Are there maybe different revisions per year maybe? Maybe that could have something to do with it? Would maybe a lightweight crank pulley increase the chances of it flying off?


----------



## nothing-leaves-stock (Mar 1, 2005)

Tried on both. As of now it works to the software limit that 99% of the normal 2.5 guys are set at. I understand Jeff has cars that go well over that for monster builds and that impressive. I'm trying to make a product for the daily driver/toy 2.5 guy. Sri. Turbo. NA Etc. the normal tune limits at 7200-7400 or so. And this works at that point. Street and road course tested  now. I can NOT prove it works on a 9,000rpm monster.... But willing to test one if the monster motor is willing


----------



## HelloMyNameIs (Aug 2, 2011)

Oh man, I can only imagine what 9k would sound like on these motors...I know 7200 sounds skeery enough.

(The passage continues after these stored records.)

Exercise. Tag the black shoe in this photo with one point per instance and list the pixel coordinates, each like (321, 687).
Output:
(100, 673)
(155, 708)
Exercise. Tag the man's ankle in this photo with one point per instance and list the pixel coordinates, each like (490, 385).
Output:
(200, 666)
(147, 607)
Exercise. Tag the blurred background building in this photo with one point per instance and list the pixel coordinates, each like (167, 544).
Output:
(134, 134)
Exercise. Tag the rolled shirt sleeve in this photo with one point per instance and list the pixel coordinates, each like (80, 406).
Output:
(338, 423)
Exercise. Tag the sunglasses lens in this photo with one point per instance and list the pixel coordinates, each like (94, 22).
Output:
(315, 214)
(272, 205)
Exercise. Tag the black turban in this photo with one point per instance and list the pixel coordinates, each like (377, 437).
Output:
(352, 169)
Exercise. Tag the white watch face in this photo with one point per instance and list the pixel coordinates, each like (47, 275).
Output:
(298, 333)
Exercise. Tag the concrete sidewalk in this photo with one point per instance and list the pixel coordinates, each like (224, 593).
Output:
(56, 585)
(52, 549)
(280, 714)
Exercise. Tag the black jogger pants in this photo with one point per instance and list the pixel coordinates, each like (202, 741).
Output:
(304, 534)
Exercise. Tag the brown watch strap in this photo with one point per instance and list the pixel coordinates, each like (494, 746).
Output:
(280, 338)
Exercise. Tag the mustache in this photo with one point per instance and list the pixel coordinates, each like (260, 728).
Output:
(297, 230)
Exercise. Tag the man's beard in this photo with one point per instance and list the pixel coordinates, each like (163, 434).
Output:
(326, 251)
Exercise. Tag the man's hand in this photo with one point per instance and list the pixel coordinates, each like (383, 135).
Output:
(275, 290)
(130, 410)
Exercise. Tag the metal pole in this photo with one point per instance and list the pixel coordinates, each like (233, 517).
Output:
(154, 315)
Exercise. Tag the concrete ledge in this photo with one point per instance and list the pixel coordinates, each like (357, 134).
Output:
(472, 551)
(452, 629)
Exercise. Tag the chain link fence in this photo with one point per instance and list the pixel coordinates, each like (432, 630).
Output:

Anyhoo, what's the planned price point on these? I'd be interested as my next mod will be an SRI after my exhaust finally shows up.


----------



## nothing-leaves-stock (Mar 1, 2005)

not sure yet, but we will do our best to keep it an affordable upgrade.:beer:


----------



## tay272 (Aug 22, 2007)

nothing-leaves-stock said:


> Mine. Jimmy's and the itb car and i thing taylors?? all blew off belts with a redline of under 7500. Many times. Hence the fix we made. And it worked. So now we are making a true product to fix the issue that we have seen many times.


Never had my belt come off yet, knock on wood. I just wanted one after hearing from others that they were having that problem. Not trying to be driving around, rev it to redline and then a belt goes flying and I dont have a spare with me. I just want one in case that happens


----------